Danielle beckons to her and she finds herself drawing closer until she's inside the house with both the living and the dead. Her mother’s arms feel real, solid, around her. She can feel the anger in the room, and the shock, and it seems to come from both those living and dead.
Her eyes are adjusting from darkness into light, or perhaps the other way around and Alex can now make out shadowy figures behind Sawyer as well. Sawyer's head is lowered, his hands clutched uselessly around a rifle. It's shocking to see that the man behind him is also holding a gun, a shotgun that dangles from his hand as if he were seconds from dropping it. A pretty woman with pale hair faces away from the man with the gun. She doesn’t recognize a portly, white-haired man or another man, dripping wet and clutching his chest, but Tom grins as he nods at her in morbid amusement. They can see her, too.

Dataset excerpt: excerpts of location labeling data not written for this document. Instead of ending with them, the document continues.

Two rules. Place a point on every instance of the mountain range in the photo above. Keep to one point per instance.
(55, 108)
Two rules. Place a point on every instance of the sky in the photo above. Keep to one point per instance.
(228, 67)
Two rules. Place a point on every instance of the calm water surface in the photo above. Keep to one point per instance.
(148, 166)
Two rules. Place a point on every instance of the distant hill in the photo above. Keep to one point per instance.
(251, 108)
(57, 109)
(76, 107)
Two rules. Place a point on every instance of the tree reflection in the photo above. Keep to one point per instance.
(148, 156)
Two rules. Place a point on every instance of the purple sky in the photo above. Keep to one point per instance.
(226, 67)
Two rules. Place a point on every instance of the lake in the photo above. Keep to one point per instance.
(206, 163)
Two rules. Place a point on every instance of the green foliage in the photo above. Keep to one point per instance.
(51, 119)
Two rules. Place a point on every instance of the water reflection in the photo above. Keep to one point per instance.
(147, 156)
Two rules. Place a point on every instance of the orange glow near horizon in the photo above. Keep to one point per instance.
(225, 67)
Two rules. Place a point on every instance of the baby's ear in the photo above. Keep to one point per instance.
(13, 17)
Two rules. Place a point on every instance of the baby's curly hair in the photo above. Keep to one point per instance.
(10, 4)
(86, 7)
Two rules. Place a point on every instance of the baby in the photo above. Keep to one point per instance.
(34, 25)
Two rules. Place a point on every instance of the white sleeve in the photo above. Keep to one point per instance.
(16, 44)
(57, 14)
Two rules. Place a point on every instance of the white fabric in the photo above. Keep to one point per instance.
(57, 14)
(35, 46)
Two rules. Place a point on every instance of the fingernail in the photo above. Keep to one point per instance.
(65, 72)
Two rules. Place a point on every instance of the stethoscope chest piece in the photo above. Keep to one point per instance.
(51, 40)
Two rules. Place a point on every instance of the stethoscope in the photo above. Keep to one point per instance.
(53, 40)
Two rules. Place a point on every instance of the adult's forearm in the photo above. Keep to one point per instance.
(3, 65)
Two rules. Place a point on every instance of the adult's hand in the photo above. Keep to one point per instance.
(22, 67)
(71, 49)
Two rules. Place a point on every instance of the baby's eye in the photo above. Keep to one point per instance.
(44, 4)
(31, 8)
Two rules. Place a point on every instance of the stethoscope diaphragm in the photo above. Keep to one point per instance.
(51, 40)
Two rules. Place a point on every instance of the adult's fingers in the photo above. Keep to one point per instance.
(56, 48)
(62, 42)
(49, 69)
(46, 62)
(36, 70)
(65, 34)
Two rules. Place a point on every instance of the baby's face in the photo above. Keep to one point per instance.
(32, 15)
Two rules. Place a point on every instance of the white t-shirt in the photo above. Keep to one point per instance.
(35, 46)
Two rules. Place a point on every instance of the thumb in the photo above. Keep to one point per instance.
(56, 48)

For some reason, Alex approaches Sawyer first, rather than her father, who hasn't moved from his position at the window. She places her hand on Sawyer's arm and he shivers as if he can feel her, but he gives no other sign that he knows she's there. Only she can see the tears streaking his face. By the time he finally raises his head, no one else -- that is, none of the living -- will even know that he had shed tears for her. Alex is moved by his private grief. She didn't know he cared. She wishes she could comfort him. Strange, she doesn't have the same urge to go to her father, to comfort him or be comforted by his sorrow.
Instead, Alex turns her attention to Claire. She clutches Aaron tightly, oblivious to the shapes over her shoulder, a gray-haired, distinguished-looking man and a pale woman with curly hair who stands some distance away, as if refusing to acknowledge her lover's presence.
Without a word being spoken, Alex knows who they all are, knows how they lived and died: drunk in some alley or thrown through a windshield. Or shot in the head. That seems the most common.
She raises her hand to the back of her own head, finding she can feel the soft stickiness there. Robert -- she must start thinking of him as her father now -- copies her gesture, as if welcoming her to the club.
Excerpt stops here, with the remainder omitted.